Extract Graphics

As of version 3.0, it is possible to extract the existing graphics on a page as a collection of ContentShape objects. This collection and its items can be navigated, inspected, modified and persisted. This allows you to actually change the PDF content.

Page.CreateShapes

The central method to extracting graphics is Page.CreateShapes. The following code copies all content except the images from an existing document to a new document:

static void Main(string[] args)
{
   using (FileStream fileIn = new FileStream(
      "in.pdf", FileMode.Open, FileAccess.Read))
   {
      Document pdfIn = new Document(fileIn);
      Document pdfOut = new Document();

      foreach ( Page page in pdfIn.Pages)
         pdfOut.Pages.Add(copy(page));

      using (FileStream fileOut = new FileStream(
         "out.pdf", FileMode.Create, FileAccess.Write))
      {
         pdfOut.Write(fileOut);
      }
   }
}

static Page copy(Page page)
{
   Page newPage = new Page(page.Width, page.Height);

   ShapeCollection shapes = page.CreateShapes();
   purge(shapes);
   newPage.Overlay.Add(shapes);

   return newPage;
}

static void purge(ShapeCollection shapes)
{
   for(int i=0; i<shapes.Count; i++)
   {
      Shape shape = shapes[i];
      if (shape is ImageShape) { shapes.RemoveAt(i); i--; }
      if (shape is ShapeCollection) purge(shape as ShapeCollection);
   }
}

Code sample: Copy content except images from an existing document to a new document

Shape types

Only the following shape types are returned:

  • Structure shapes: ShapeCollection, ClipShape and LayerShape

  • Path shapes: FreeHandShape and LineShape

  • Graphics shapes: TextShape and ImageShape

Note that multiline text is not converted to a MultilineTextShape object and that paths are not converted to EllipseShape or RectangleShape objects.

Transformations

The Transform property of each ContentShape is set to an object of type TransformCollection. The items inside this collection are always of type MatrixTransform. Each transformation inside a PDF document is preserved as a single MatrixTransform so they are not collapsed.

Restrictions

The following features are not preserved while extracting graphics since they are not yet supported by the Shape object model:

  • Complex transparencies will be reduced to a single opacity value of type double (ContentShape.Opacity).
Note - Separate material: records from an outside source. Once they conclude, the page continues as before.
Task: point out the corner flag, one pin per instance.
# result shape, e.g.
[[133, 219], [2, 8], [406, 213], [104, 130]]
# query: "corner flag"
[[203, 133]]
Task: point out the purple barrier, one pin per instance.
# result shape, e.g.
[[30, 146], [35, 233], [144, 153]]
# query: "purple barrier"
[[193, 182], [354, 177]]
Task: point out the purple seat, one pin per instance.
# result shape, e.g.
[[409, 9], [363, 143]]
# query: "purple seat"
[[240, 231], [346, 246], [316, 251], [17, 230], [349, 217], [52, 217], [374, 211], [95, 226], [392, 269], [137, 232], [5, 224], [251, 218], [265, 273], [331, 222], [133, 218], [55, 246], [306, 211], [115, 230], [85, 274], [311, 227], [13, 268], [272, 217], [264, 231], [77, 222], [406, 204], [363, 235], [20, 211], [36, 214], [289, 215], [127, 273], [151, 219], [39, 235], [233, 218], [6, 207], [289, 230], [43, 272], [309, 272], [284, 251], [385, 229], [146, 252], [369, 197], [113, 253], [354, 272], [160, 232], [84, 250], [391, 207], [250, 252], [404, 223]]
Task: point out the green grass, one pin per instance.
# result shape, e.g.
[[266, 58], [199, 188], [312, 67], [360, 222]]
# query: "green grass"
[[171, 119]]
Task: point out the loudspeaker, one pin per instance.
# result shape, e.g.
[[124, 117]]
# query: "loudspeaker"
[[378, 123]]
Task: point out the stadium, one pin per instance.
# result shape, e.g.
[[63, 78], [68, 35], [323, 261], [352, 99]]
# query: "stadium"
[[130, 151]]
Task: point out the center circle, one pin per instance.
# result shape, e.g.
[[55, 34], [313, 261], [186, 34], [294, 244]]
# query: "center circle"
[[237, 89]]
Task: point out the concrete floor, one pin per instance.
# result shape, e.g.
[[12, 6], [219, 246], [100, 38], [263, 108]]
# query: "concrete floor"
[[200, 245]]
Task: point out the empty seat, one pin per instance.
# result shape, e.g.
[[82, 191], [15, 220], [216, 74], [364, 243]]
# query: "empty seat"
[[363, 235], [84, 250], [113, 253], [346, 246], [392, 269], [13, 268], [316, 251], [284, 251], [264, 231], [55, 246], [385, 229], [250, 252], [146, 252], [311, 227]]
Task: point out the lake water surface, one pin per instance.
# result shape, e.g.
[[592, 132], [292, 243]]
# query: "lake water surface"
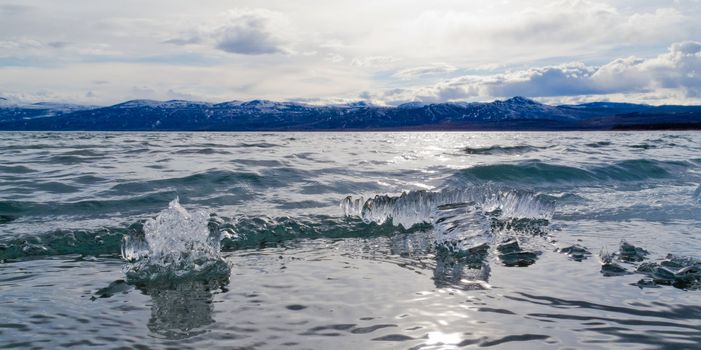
[[448, 240]]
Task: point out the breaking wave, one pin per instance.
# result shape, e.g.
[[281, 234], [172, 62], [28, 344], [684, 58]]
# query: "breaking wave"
[[495, 150], [175, 244], [416, 207], [533, 172]]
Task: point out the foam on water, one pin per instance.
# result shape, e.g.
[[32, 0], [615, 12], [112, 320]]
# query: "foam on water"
[[175, 244], [416, 207]]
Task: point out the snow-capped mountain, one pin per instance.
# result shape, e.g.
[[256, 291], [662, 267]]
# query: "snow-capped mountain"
[[517, 113]]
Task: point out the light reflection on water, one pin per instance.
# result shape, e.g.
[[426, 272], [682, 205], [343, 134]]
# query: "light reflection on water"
[[316, 280]]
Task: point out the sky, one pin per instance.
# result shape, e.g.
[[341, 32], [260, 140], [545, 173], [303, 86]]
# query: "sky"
[[385, 52]]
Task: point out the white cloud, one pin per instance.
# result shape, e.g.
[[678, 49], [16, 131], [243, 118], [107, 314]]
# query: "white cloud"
[[241, 31], [678, 70], [374, 61], [416, 72], [398, 50]]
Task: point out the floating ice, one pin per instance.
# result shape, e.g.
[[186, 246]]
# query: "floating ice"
[[176, 244]]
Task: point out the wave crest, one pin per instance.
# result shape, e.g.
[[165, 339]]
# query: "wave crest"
[[175, 244], [411, 208]]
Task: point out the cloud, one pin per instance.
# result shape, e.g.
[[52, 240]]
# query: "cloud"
[[553, 28], [242, 31], [374, 61], [417, 72], [679, 69]]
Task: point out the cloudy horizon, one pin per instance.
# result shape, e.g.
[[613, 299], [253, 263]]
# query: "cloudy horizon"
[[386, 53]]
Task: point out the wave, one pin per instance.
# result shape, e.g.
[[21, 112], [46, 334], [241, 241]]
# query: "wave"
[[415, 207], [494, 150], [533, 172], [175, 244], [235, 234]]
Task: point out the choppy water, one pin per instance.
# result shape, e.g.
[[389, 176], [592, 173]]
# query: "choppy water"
[[305, 240]]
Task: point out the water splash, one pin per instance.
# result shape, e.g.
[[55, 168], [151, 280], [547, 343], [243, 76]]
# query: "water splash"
[[416, 207], [176, 244]]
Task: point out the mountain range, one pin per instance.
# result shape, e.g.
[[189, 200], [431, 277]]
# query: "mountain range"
[[517, 113]]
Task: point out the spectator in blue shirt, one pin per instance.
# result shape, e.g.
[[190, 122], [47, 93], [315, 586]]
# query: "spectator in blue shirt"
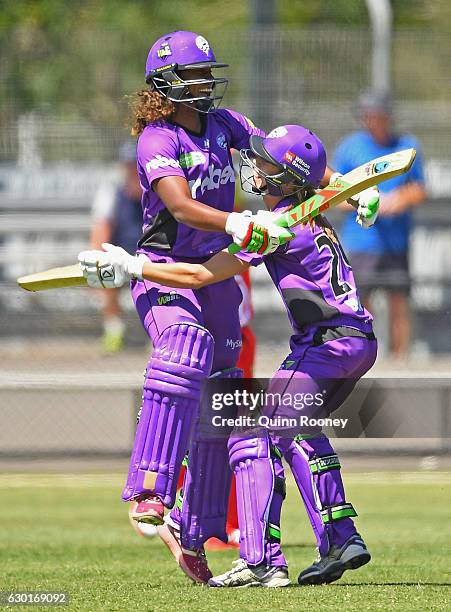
[[379, 256]]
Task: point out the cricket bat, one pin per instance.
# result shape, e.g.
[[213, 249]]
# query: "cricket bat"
[[67, 276], [372, 173], [367, 175]]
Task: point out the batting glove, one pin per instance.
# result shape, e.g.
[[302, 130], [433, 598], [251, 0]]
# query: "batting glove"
[[111, 268], [367, 206], [257, 233]]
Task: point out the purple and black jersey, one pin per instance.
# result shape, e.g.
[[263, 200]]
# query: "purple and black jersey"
[[204, 160], [314, 277]]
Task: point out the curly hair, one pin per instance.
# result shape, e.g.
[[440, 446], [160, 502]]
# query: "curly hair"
[[148, 106]]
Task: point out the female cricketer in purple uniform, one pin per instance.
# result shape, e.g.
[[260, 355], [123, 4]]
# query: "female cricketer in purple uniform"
[[186, 173], [332, 346]]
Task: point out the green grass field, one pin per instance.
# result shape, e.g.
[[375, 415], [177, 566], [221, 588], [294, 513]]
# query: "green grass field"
[[71, 532]]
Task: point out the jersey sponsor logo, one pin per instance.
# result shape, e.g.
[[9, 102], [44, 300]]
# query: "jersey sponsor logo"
[[191, 159], [203, 44], [160, 161], [221, 140], [215, 178], [297, 162], [164, 50], [166, 298]]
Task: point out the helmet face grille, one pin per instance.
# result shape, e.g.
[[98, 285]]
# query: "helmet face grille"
[[177, 89]]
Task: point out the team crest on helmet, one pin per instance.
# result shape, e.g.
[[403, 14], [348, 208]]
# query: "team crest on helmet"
[[278, 132], [164, 50], [203, 44]]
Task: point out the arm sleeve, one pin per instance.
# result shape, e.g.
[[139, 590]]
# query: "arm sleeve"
[[240, 129], [158, 153]]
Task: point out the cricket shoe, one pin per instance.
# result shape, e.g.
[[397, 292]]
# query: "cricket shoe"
[[242, 576], [351, 555], [233, 541], [142, 529], [193, 562], [148, 510]]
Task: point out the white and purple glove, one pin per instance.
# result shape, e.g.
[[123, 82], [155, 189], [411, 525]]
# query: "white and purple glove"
[[366, 203], [111, 268], [367, 206], [257, 233]]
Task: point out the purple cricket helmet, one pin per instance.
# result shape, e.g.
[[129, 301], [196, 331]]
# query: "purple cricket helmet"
[[182, 51], [296, 151]]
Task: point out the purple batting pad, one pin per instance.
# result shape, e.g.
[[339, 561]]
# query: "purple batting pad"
[[181, 359], [207, 483], [316, 469], [250, 459]]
  • When modifying the TextShape.Text property, you need to be aware that if it uses a subsetted font, it may not be able to display the new text. This is the case if characters are used for which no representation exists in the subsetted font.

  • Shading types FunctionBasedShading (Type1), FreeFormGouraudShaded (Type4), LatticeFormGouraudShaded (type5), CoonsPatchMeshes (type6) and TensorProductPatchMeshes (type7) shadings are not supported. These are mapped to no fill.

  • The functions of shading types Axial Shading (type2) and RadialShading(type3) are converted to an array of color stops to achieve a similar visual effect.

  • Not all PDF color spaces are supported. Especially CIE based color spaces, DeviceN, Indexed and Pattern. These are converted to RGB to achieve a similar visual effect.